4 Ways Website Psychology Impacts Your Audience
May 31, 2018
Did you know that if you can keep your web audience on your page for more than 30 seconds your chances of conversion skyrocket? That means you have half a minute to make that viewer into a customer and its about way more than just an attractive landing page.
Understanding website psychology is the key to making your online business a success. Even if you have all the basic components of a good website, you will lose customers if you don’t understand how website psychology impacts your audience. Read on for four important website building tips that will boost your conversion rate.
Make it worth it
The biggest obstacle you have to overcome when driving your audience towards a call-to-action is their cost to benefit ratio. Is their perceived risk of receiving spam emails worth the benefit of the knowledge they will gain from your free e-book? You need to keep the idea of cost/benefit in mind when creating the funnel points in your site. Make sure at those crucial pages (opt-in page, order finalization, etc.) that you clearly highlight the benefits. Your audience will also quickly give up if your process is lengthy.
Put it in action: Put customer testimonials on your check out page so to highlight the benefit of your product or service.
Make it short
The old saying “time is money” rings true with website psychology. In this case, the less time your customer has to spend the more likely they are to purchase your product or subscribe to your services.
Simplicity and concise language are your best friends. You may lose your customer’s trust if they perceive your information or directions as confusing. We are naturally suspicious of things we don’t understand. And, just as the fine print in contracts can be used as a “gotcha” for unsuspecting signers, your audience doesn’t want to be confused into making a choice. They are much more likely to leave your page than to ask questions.
Also, make your call-to-action process as straightforward as possible. Do not include any optional fields and keep any forms to one page or less.
Put it in action: Try cutting out 10% of the text on your page and see if you can still get your point across. Repeat the process and cut out 10% more until you are left with only what is necessary.
Make it easy
– Fitts’s law
Fitts’s law states that the larger a target is the better chance there is of the customer hitting it. Your call to action buttons should be larger and more attractive than the opt-out. The less your customer has to click or move their mouse the better. In a series of pages to click through do not make your customer move their mouse from top to bottom of the page to click through. The less effort and time it takes your customer to physically click through your site, the more likely they are to complete your call-to-action.
Think about what your customer is familiar with on websites. On crucial pages making the format familiar to your customer will decrease the friction of them making that decision to buy or opt in. For example, making your check out process similar to Amazon is a big plus. Most people are familiar with it and will move through it quickly. By having a similar appearance, you ease any worries about entering personal information by playing off the trust that they have in Amazon.

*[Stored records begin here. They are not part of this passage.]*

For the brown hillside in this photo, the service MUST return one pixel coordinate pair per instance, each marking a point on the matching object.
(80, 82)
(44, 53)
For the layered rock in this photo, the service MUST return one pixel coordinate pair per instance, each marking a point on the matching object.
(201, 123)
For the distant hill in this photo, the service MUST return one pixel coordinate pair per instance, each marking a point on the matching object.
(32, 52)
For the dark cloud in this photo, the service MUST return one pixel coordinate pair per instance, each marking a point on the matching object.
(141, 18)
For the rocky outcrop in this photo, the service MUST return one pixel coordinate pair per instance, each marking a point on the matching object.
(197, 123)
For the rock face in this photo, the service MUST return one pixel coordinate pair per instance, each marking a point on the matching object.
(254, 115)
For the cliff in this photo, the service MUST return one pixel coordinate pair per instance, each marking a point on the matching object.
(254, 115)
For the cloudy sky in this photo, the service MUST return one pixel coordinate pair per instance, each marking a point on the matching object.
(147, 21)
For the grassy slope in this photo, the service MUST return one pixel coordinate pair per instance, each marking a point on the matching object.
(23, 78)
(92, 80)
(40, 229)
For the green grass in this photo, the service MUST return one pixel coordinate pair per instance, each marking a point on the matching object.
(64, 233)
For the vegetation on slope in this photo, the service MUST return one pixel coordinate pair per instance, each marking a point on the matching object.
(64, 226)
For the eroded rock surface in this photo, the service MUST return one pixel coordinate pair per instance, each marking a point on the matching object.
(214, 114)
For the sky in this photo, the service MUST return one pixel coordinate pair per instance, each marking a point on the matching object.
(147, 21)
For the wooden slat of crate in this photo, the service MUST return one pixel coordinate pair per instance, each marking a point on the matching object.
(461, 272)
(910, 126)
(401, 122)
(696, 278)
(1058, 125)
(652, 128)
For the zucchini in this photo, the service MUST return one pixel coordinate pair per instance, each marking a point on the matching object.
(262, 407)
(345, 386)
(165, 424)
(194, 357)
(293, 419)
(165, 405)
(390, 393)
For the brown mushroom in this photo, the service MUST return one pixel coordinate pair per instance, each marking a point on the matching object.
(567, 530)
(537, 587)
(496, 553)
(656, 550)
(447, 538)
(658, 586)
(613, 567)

Website appearance is a fine art. The way you use font, white space and color sends several messages to your audience and some of them are subliminal. The psychology of color is a deep topic that you can use to motivate your audience towards your call to action. Font conveys a message about your company and can build trust if you use it correctly. Check out this great infographic on fonts for a quick reference. And, as in life, what you do not say is just as important as what you do. Your audience can only take in so much information at a time so make good use of white space on your page. Putting the most important information out there without all the details will grab attention and prevent eye confusion.
Make it personal
Even in this age of mass sales and technology you still need a personal touch. It’s a proven fact that people respond more positively to a smiling face than just text or pictures. Use photos to connect with your audience and elicit a positive response. Know your demographic and make sure your photos are representative of them.
In the past when sales were made in person, there were many rules that successful businesses followed: firm handshake, smile, be knowledgeable, be honest, etc. The same is true today now that most sales are online. Though the rules are not the same there are still many ways to use psychology to draw your audience in and make that sale.